Por fim, há também o legado histórico, pois a despeito de todos os progressos científicos, da herança dos brinquedos visuais, dos aperfeiçoamentos da fotografia, o cinema parece ser mesmo filho é da mentalidade do século XIX, na qual se incluem todos os elementos que lhe requerem a ancestralidade.

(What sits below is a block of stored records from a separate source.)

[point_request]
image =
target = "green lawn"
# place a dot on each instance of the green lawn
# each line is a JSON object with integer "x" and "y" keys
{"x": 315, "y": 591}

Foi certamente o século XIX, “...el siglo de la iluminación em general y de la proyección em particular.” , como afirma MILLINGHAM (s.d., 251), que criou as condições para o advento do cinema, da projeção de fotografias em movimento, de uma diversão que vinha sendo acalentada por muitos e que, para o público, representou o corolário do que a ciência e os espetáculos de magia e ilusionismo da época podiam, juntos, proporcionar.

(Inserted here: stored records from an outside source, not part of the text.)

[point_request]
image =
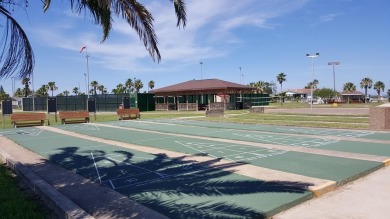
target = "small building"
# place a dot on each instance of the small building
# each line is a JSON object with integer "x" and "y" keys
{"x": 201, "y": 95}
{"x": 352, "y": 97}
{"x": 299, "y": 93}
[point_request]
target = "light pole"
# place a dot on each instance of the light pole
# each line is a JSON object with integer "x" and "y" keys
{"x": 86, "y": 84}
{"x": 311, "y": 87}
{"x": 240, "y": 74}
{"x": 334, "y": 74}
{"x": 201, "y": 70}
{"x": 87, "y": 57}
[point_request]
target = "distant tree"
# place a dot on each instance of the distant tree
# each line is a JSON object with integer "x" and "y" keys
{"x": 52, "y": 87}
{"x": 120, "y": 89}
{"x": 366, "y": 83}
{"x": 26, "y": 89}
{"x": 75, "y": 91}
{"x": 94, "y": 85}
{"x": 150, "y": 85}
{"x": 138, "y": 85}
{"x": 349, "y": 87}
{"x": 379, "y": 86}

O cinema nasceu influenciado pelo imaginário fim-de-siècle, para o qual contribuíam elementos como: as revoluções industriais (a do vapor e a da eletricidade); o processo de urbanização por que passavam as grandes potências européias e os Estados Unidos; uma estética do entretenimento que supervalorizava a curiosidade, o espanto, o prazer de ver o inusitado e se difundia pelo teatro clássico e popular, pelos espetáculos de feira, museus de cera e de curiosidade, shows de variedades em que tinham espaço anões, animais amestrados, mulheres barbadas dentre outras coisas esdrúxulas, fomentando uma como que estética do espanto . GUNNING (1995, p.58) chega mesmo a admitir que, se a humanidade tinha como gênese formativa a curiositas, definida por Santo Agostinho , é no século XIX que este fundamento mais se aguça:
“O impulso da curiositas pode ser tão antigo quanto Santo Agostinho, mas quem aguçou essa forma de “cobiça dos olhos” e a sua exploração comercial foi o século XIX. A crescente urbanização e sua série caleidoscópica de cenas de rua, o crescimento da sociedade de consumo e sua nova ênfase no estímulo ao gosto com os espetáculos visuais, os horizontes em expansão da exploração colonial com seus novos povos e territórios a serem classificados e explorados, tudo isso provocou o anseio por imagens e atrações. (...)”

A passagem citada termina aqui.